What the Senate is about to do is akin to the practice of jury nullification. That's where a jury decides that either they don't think the crime should be a crime at all, or that they believe people like the defendant should above the law, and so refuse to convict no matter how guilty the defendant is. This something that in theory, and sometimes in practice, can be used for good as when a jury refuses to throw someone in prison for a low-level drug offense, or refuses to enforce a law restricting free speech. But historically in the U.S., jury nullification has tended to be used to uphold injustice and reinforce racist or sexist systems of power.

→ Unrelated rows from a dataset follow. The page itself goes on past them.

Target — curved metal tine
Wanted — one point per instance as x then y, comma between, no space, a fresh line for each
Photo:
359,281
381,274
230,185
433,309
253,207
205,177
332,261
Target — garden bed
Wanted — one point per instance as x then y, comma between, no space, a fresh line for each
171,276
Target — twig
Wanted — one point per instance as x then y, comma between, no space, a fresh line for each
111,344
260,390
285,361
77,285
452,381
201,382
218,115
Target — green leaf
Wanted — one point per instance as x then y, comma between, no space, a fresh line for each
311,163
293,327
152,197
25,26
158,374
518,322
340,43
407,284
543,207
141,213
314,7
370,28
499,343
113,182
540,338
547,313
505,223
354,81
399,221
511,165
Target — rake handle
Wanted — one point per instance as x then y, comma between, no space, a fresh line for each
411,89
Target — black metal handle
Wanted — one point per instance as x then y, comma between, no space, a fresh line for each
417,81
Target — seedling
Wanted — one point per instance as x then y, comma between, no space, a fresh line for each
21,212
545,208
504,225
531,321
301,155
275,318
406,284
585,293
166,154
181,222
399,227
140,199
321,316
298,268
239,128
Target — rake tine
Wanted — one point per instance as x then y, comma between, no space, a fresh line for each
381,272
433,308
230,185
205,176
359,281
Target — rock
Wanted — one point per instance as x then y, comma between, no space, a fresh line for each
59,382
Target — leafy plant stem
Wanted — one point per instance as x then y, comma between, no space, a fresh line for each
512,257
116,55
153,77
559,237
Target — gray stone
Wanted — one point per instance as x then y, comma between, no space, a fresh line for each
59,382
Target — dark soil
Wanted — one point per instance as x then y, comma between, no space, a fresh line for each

In other words, exactly what Senate Republicans are planning to do. That becomes more obvious every day as more evidence of Trump's guilt comes out, from the revelations by Rudy Giuliani's former associate Lev Parnas to the Government Accountability Office declaring that Trump broke the law by withholding military aid to Ukraine.

Ah, how dare those nasty Republican senators cast aspersions upon the credibility of Lev Parnas who popped up as conveniently at the tail end of things as Julie Swetnick at the conclusion of the Kavanaugh hearings.

The most disturbing and frequent historical examples of jury nullification come from the Jim Crow South, where it was normal for all-white juries to acquit Klansmen and others who committed racist murders — not because they genuinely believed they were innocent, but because they believed it should be legal for white people to murder black people in cold blood.

From jury nullifiers, Marchotte then goes to a portrayal of the Republican senators as supporters of cold blooded killers in the Jim Crow South where, as historical fact, the Jim Crow laws were of entirely Democrat origin.

...the social circumstances of Trump's upcoming acquittal go straight back to those same forces of white supremacy that have led to so many other travesties of justice in the past. After all, the main reason Senate Republicans are averse to taking what seems to be an easy way out — convicting the obviously guilty Trump and letting his Republican Vice President, Mike Pence, take over — is because they fear crossing the notoriously loyal Trump base, who represent their only possible chance of holding onto the Senate or retaking the House this November.

And the reason that base is so loyal, as with many things in this country, relates to racism. Trump's base is motivated by what sociologists delicately call "racial resentment," which is a nice way of saying that these white people see changing demographics in the U.S. and growing challenges to white domination, and they're angry about it. Furthermore, they see President Trump, a blatant and shameless racist, as their best weapon to fight to preserve a system of white supremacy.

Once Marcotte pulled out her racist smear, she just couldn't help but to go ridiculously overboard on it. As we have seen before, she just can't help herself so don't be at all surprised to see put that smear to use again and again and again the closer we get to Election Day.